This week has been a challenge just trying to stay on track.
My older Lab, Molly, began showing symptoms that I thought needed a vet's attention. I'm a strong woman, and can take whatever comes my way, as I have proven many times over the years. But don't throw the "c" word at me if you are talking about one of my dogs. Molly has cancer of the bladder.
I honestly don't remember driving home. One minute, I was listening (or trying to) what the vet was saying. The next thing I knew, I was in my home trying to make sense of what had happened.
The next day I called the vet and asked him to repeat what he had told me and apologized for not remembering what he said. He explained everything in detail.
I read everything online that I could about canine bladder cancer, then called the vet back and asked what he thought of what I was thinking. I will not consider surgery, given Molly's advanced age. . . not to mention, if they did do surgery, and found the tumor inoperable, the surgery would be in vain.
She is on medication and it is possible the medication could shrink the tumor. The vet says he has known dogs to live weeks or months with Molly's condition.
I'm a strong believer in quality of life. Tonight I gave her a beef bone. She got really excited about that and chewed away on it in pure joy. Later, the UPS man delivered a package and she ran to the door. . . all these are good signs. Right now I am focused on the good signs.

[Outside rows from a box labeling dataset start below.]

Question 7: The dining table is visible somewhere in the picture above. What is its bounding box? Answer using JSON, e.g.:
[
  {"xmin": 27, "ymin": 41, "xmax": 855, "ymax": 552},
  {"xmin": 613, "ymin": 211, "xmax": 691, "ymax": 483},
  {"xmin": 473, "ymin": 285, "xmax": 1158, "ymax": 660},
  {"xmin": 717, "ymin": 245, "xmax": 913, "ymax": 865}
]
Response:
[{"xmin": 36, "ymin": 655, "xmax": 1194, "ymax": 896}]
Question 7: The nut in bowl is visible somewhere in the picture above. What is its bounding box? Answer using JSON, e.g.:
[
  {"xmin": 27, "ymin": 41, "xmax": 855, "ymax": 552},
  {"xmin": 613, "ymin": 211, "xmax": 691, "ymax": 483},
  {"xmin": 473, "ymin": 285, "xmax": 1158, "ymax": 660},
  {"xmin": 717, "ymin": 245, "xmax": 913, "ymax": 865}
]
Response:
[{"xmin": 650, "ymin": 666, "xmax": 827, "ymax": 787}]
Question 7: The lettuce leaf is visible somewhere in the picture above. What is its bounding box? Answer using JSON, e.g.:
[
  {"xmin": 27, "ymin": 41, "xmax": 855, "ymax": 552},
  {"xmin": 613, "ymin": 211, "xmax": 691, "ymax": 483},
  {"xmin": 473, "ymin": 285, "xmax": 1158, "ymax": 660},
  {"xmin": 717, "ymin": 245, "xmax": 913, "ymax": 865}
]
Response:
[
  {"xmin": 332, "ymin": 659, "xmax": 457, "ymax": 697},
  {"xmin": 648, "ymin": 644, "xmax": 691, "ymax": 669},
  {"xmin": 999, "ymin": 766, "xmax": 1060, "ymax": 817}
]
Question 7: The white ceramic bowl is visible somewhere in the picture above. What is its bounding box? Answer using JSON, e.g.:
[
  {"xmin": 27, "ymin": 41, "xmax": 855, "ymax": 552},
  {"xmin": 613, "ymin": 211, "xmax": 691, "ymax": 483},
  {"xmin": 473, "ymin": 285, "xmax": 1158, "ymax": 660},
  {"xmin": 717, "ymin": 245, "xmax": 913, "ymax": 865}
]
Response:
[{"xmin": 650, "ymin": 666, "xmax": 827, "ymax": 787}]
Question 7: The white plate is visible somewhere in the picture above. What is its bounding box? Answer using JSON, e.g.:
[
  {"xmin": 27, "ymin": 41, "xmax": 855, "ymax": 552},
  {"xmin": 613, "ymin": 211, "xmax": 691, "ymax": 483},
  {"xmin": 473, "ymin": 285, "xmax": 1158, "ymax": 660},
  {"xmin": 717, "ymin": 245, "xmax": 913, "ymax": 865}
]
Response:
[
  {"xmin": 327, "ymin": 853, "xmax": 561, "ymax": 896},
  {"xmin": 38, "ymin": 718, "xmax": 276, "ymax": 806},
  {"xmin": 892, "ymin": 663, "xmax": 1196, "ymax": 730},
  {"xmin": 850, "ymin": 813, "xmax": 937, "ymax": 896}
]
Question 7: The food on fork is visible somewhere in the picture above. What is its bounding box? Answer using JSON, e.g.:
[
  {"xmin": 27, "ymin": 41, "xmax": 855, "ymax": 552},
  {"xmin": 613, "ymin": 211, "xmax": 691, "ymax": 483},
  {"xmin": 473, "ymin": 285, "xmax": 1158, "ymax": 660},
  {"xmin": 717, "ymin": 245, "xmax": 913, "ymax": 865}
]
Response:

My neighbors across the street, who take care of Morgan and Molly when I am away, were upset to hear about Molly. Sara is a mother of three young children. When I was away over Thanksgiving, she said coming over to care for the dogs was her "me" time. She is especially attached to Molly, as Morgan, with her young, rambunctious personality can be trying to someone not used to that. One night, she put Morgan in her cage and just spent quiet time with Molly, petting her and talking to her. I'm sure Molly ate that right up!
I really love the Labrador Retriever. I've owned four of them dating back to 1985 and can't imagine living without one. When it is time, I will give Molly a peaceful, dignified death. But now is not the time.